Après le dessin et le design, c'est au tour de la photographie d'ouvrir cette troisième saison de notre série Historiographics. Elle part d'un compte rendu de l'ouvrage de François Cheval et Alexandre Quoi, tiré de l'exposition sur l'oeuvre de MacAdams intitulée "The Narrative Void/Le Vide Narratif" (Musée Nicéphore Niepce, 2010).

En quoi la pratique photographique de MacAdams peut-elle inspirer l'historien ? Quels points de convergence peut-on dégager entre le travail de cet artiste et l'histoire comme discipline et comme écriture narrative ?

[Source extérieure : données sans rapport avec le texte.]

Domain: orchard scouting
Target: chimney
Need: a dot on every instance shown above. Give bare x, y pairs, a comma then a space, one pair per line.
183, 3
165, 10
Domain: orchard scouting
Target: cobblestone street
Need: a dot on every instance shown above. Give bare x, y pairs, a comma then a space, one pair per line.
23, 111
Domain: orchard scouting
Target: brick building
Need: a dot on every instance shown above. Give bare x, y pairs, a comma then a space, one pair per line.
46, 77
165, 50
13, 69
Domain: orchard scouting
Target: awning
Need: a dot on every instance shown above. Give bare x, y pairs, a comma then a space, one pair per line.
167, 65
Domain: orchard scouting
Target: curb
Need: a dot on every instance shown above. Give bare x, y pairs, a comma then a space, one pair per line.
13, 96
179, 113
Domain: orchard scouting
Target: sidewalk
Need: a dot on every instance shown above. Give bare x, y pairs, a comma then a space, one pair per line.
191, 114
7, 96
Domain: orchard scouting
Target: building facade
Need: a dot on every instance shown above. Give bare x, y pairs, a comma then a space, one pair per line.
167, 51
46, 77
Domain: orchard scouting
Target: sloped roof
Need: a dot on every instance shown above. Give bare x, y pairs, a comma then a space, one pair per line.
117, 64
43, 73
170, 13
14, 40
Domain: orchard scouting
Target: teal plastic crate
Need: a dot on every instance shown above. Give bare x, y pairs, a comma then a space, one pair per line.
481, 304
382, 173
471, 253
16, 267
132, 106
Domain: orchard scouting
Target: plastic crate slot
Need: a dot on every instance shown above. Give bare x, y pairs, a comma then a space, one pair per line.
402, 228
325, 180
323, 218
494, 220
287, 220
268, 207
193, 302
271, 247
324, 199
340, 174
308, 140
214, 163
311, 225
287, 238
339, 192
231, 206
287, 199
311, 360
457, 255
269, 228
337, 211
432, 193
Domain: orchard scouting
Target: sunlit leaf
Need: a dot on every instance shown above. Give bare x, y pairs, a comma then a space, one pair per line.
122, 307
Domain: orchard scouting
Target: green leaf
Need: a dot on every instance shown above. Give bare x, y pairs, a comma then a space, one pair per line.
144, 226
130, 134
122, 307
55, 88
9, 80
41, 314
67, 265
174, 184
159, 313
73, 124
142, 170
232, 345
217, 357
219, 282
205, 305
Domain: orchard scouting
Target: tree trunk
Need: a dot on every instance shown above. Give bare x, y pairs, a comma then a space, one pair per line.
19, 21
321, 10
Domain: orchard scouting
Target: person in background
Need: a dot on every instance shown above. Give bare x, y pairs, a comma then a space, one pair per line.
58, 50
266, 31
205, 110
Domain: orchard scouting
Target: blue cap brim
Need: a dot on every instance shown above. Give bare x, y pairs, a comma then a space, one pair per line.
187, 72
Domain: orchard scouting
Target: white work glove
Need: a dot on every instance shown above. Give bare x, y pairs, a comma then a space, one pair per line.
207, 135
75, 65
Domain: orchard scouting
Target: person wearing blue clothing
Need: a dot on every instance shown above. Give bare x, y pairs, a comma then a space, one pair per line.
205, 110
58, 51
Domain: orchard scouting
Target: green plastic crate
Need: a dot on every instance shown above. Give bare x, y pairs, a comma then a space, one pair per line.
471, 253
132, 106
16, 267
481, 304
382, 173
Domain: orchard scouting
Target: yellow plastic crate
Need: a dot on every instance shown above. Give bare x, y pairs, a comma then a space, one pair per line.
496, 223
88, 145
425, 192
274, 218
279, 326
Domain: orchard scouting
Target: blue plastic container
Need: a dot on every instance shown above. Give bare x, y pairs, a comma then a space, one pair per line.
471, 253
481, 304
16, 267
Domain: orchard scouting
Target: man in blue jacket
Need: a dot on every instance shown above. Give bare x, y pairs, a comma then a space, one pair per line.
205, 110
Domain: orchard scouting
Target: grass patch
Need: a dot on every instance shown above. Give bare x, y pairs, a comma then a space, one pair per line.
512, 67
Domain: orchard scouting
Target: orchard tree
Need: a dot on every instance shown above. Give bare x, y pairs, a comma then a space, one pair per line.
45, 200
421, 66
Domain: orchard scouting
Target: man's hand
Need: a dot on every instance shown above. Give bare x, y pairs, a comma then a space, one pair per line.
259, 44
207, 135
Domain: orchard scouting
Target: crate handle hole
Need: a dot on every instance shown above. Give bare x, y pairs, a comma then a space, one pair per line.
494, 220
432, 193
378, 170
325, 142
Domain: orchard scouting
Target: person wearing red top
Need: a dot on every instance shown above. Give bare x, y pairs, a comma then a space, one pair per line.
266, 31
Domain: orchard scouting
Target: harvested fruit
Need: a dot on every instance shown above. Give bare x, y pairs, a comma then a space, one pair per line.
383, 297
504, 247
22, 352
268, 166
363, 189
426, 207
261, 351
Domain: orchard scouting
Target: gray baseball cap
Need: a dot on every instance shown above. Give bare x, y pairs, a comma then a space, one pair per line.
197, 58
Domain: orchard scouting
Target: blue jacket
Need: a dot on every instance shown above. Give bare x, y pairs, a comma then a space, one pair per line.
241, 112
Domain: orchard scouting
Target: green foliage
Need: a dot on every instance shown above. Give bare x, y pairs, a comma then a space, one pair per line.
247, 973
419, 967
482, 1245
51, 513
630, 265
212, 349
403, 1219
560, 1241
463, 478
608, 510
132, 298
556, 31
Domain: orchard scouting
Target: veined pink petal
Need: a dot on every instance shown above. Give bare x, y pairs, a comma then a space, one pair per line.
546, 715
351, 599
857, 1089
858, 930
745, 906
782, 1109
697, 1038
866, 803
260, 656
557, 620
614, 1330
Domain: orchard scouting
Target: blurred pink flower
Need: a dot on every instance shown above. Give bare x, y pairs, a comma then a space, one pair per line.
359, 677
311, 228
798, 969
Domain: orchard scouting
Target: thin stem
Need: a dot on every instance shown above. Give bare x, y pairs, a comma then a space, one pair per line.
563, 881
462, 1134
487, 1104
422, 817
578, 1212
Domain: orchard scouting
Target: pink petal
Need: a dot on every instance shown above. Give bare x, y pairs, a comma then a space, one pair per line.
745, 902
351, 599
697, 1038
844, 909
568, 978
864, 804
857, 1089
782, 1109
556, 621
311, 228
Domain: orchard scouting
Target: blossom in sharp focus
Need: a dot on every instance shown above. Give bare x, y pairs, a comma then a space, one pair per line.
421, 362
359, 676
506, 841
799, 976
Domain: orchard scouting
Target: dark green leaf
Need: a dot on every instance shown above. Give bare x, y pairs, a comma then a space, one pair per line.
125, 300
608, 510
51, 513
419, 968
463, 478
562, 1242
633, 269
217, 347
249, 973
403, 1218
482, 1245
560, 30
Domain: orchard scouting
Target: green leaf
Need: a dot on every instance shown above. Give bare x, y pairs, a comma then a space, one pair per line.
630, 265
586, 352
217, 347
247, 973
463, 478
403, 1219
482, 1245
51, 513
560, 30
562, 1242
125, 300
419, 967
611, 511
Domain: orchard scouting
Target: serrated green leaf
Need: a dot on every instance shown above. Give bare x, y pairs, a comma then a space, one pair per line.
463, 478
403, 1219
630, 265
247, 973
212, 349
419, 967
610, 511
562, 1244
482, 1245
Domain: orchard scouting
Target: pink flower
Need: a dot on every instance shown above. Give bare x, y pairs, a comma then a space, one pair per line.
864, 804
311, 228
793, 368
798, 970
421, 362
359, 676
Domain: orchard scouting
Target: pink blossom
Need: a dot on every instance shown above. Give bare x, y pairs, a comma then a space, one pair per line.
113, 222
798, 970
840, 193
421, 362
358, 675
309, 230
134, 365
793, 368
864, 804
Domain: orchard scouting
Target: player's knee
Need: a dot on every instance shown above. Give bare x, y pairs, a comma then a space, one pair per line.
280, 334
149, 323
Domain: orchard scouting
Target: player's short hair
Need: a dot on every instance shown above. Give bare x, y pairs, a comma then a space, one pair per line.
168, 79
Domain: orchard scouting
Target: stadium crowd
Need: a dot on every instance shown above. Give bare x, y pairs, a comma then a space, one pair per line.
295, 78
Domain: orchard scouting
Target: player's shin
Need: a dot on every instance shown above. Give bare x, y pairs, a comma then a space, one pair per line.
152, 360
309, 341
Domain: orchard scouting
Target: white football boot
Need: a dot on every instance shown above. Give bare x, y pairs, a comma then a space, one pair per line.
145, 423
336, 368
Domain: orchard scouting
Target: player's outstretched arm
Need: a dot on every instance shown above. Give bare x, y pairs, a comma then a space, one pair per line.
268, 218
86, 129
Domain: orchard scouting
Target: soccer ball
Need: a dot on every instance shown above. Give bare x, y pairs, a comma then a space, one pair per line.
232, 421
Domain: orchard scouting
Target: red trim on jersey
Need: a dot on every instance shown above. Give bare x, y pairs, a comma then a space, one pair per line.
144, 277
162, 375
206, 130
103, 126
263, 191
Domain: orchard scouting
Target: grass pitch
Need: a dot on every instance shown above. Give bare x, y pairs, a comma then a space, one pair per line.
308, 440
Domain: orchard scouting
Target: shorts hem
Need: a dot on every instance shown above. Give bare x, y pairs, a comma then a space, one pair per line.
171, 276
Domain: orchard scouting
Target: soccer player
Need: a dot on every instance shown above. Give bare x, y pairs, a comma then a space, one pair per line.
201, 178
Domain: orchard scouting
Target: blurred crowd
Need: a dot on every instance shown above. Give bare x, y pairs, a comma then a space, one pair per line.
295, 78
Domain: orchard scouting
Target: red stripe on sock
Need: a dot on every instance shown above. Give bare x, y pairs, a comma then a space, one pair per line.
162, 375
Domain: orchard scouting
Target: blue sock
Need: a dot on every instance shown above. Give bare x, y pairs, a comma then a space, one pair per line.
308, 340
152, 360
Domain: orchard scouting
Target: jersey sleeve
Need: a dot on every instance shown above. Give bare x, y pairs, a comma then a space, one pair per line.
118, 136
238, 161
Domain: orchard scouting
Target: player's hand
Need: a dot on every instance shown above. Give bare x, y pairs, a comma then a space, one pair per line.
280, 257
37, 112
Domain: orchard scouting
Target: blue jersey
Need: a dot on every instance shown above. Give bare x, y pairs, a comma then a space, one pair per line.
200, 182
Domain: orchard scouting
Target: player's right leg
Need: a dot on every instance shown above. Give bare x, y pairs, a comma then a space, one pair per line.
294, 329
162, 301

Un art tout entier tourné vers la narration, le récit


Ce qui caractérise l’œuvre de Mac Adams, c'est d'abord son refus de la linéarité et de la continuité du récit, au profit de la fragmentation et de la discontinuité. La notion de "vide narratif" (narrative void) rend compte de cette fragmentation auquel l'historien est confrontée : celle de la documentation, d'abord, qu'il cherche à combler par la cohérence du récit qu'il construit, sans jamais y parvenir tout à fait. Le récit historique reste lui aussi, par la force des choses, à l'état de fragments. Pour exprimer dans un langage visuel plus directement lié à nos préoccupations ce défi de la fragmentation et des traces, François Cheval emploie la métaphore de l'ombre (chinoise ?), du clair-obscur, d'un univers peuplé d'ombres et de silhouettes. Le Nouveau Roman (Robbe-Grillet surtout) est une source d'inspiration essentielle de Mac Adams. Sa pratique s'inscrit dans le courant du "narrative art" (fondé à New York en 1973), une sous-division de la photographie conceptuelle : combinant textes et photos (voire d'autre médias), elle est définie comme une photographie multimédia à visée narrative. Mac Adams occupe une place particulière dans ce courant, qui doit interpeller les historiens visuels, il n'apporte aucun complément de texte, cherchant à "faire parler" les photos " d'elles-mêmes. Mais dans la mesure où les sources ne parlent jamais d'elle-mêmes, jusqu'où pousser le silence de l'historien, quel équilibre négocier entre les images sources et le récit historique ?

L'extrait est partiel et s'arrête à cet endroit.